1. FC Köln: Wie lange noch mit Peter Stöger? – Erfahrener Sportdirektor bis Mitte Dezember

Der Abstand auf den Relegationsplatz ist zwar auch an diesem Wochenende nicht größer geworden, aber dennoch gibt es im Moment nur noch wenig, dass die Fans des 1. FC Köln an die Wende zum Besseren und in letzter Konsequenz den Klassenerhalt glauben lässt.

Nur zwei Punkte aus den ersten zwölf Spielen und magere vier Treffer sind eine katastrophale Bilanz, die natürlich ihre Ursachen hat. Angefangen von der völlig verfehlten Personalpolitik in den vergangenen Transferperioden über ein enormes Verletzungspech mit langfristigen Ausfällen von Leistungsträgern wie Jonas Hector, Marcel Risse oder nun Dominique Heintz bis hin zu unsäglichen Entscheidungen seitens der Schiedsrichter bzw. der Videoassistenten.

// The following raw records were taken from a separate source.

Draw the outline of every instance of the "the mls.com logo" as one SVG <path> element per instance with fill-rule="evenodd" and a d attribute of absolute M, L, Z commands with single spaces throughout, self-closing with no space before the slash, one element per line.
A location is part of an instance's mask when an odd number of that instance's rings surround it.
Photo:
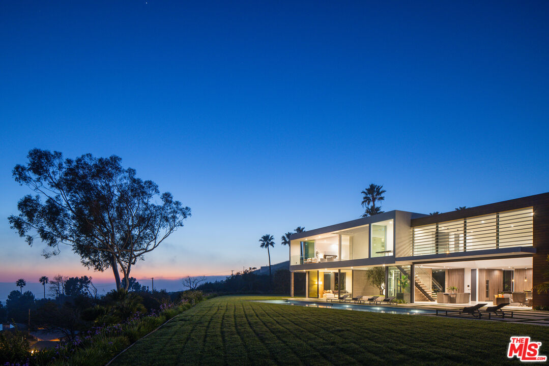
<path fill-rule="evenodd" d="M 547 357 L 539 354 L 541 342 L 530 342 L 530 337 L 511 337 L 507 348 L 507 357 L 517 356 L 523 362 L 546 361 Z"/>

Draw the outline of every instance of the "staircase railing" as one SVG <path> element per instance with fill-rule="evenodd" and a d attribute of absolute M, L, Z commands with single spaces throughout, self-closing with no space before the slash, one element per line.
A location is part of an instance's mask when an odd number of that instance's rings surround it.
<path fill-rule="evenodd" d="M 433 292 L 444 292 L 444 288 L 438 283 L 438 281 L 433 278 L 433 273 L 427 273 L 425 269 L 421 268 L 421 267 L 416 267 L 416 272 L 419 273 L 420 274 L 424 275 L 425 277 L 429 277 L 431 279 L 431 288 L 433 289 Z"/>
<path fill-rule="evenodd" d="M 427 291 L 426 291 L 425 290 L 423 289 L 423 288 L 422 288 L 422 286 L 419 286 L 419 284 L 418 284 L 417 283 L 417 281 L 416 280 L 415 278 L 412 278 L 411 276 L 410 276 L 410 273 L 408 273 L 408 272 L 407 272 L 406 271 L 406 269 L 405 269 L 404 268 L 403 268 L 400 266 L 397 266 L 396 268 L 397 268 L 399 269 L 399 271 L 400 271 L 402 273 L 402 274 L 404 274 L 404 275 L 405 275 L 407 277 L 408 277 L 408 279 L 410 280 L 410 282 L 413 282 L 414 285 L 416 286 L 416 288 L 417 288 L 418 290 L 419 290 L 419 292 L 421 292 L 422 294 L 423 294 L 423 295 L 425 297 L 427 297 L 428 299 L 429 299 L 429 301 L 435 301 L 435 300 L 432 297 L 431 297 L 431 295 L 430 295 L 427 292 Z"/>

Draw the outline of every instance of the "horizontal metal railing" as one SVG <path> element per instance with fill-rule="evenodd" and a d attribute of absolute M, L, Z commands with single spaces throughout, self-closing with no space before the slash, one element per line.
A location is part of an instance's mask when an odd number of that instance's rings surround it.
<path fill-rule="evenodd" d="M 532 216 L 529 208 L 414 227 L 413 255 L 530 246 Z"/>

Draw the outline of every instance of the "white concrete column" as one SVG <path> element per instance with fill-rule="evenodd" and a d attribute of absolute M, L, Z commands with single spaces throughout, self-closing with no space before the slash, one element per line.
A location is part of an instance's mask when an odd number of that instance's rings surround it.
<path fill-rule="evenodd" d="M 290 296 L 294 297 L 294 272 L 290 272 Z"/>

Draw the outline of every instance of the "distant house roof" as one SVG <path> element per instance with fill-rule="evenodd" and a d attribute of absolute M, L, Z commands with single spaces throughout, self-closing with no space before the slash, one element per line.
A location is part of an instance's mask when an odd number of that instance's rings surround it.
<path fill-rule="evenodd" d="M 32 351 L 40 351 L 41 350 L 54 348 L 58 344 L 59 344 L 59 342 L 54 342 L 53 341 L 38 341 L 31 346 L 31 350 Z"/>
<path fill-rule="evenodd" d="M 37 330 L 36 331 L 31 331 L 29 333 L 29 334 L 37 339 L 38 341 L 53 341 L 54 342 L 59 342 L 65 337 L 65 334 L 63 332 L 59 331 L 56 331 L 54 330 Z"/>
<path fill-rule="evenodd" d="M 285 262 L 281 262 L 280 263 L 277 263 L 275 264 L 271 265 L 271 272 L 274 274 L 278 269 L 290 269 L 290 261 L 286 261 Z M 256 269 L 254 271 L 254 273 L 256 274 L 269 274 L 269 266 L 261 266 L 261 267 L 259 269 Z"/>

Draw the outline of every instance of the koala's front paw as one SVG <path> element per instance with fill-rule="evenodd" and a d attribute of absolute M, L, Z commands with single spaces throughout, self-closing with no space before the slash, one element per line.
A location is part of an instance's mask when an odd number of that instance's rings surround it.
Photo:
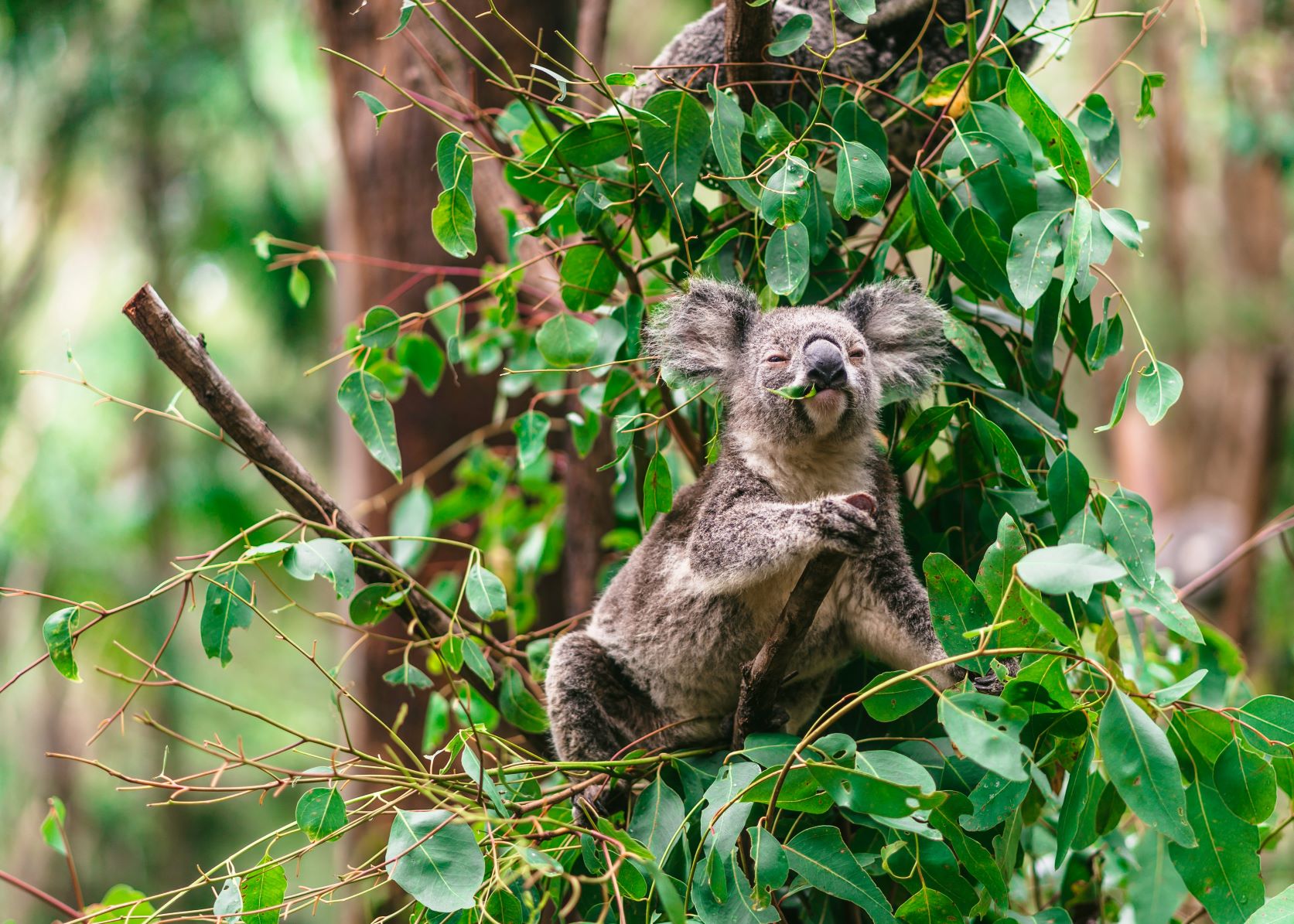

Mit Manager Jörg Schmadtke ist einer der für die Kaderzusammenstellung Hauptverantwortlichen bereits Geschichte am Geißbockheim, ein Nachfolger aber nach wie vor nicht gefunden. Wie CDU-Politiker und FC-Beirats-Mitglied Wolfgang Bosbach in der Talkshow bei Jörg Wontorra am gestrigen Sonntag verriet, wurden in dieser Personalie aber schon einige Gespräche geführt mit dem Ziel, einen erfahrenen Mann zu verpflichten: „Es muss ein Hochkaräter sein, der die Bundesliga kennt. Wir hoffen, mit dieser Besetzung auch Spieler akquirieren können, die uns sofort weiterhelfen. Es muss ein Mann sein mit besten Beziehungen in der Bundesliga.“

Zukunft mit Stöger alternativlos?

Eine der wichtigsten Entscheidungen des neuen starken Mannes dürfte in der Trainerfrage anstehen. Nach wie vor ist Peter Stöger im Amt und wird von Spielern wie Verantwortlichen gestützt. Wie lange sich diese Haltung beibehalten lässt, ist allerdings fraglich, zumal der Österreicher bei den Fans keineswegs völlig unantastbar ist, sondern einige Personalentscheidungen durchaus kritisch hinterfragt werden und trotz aller Verdienste Stögers die Stimmung irgendwann komplett kippen könnte, wenn weiterhin Misserfolg an Misserfolg gereiht wird.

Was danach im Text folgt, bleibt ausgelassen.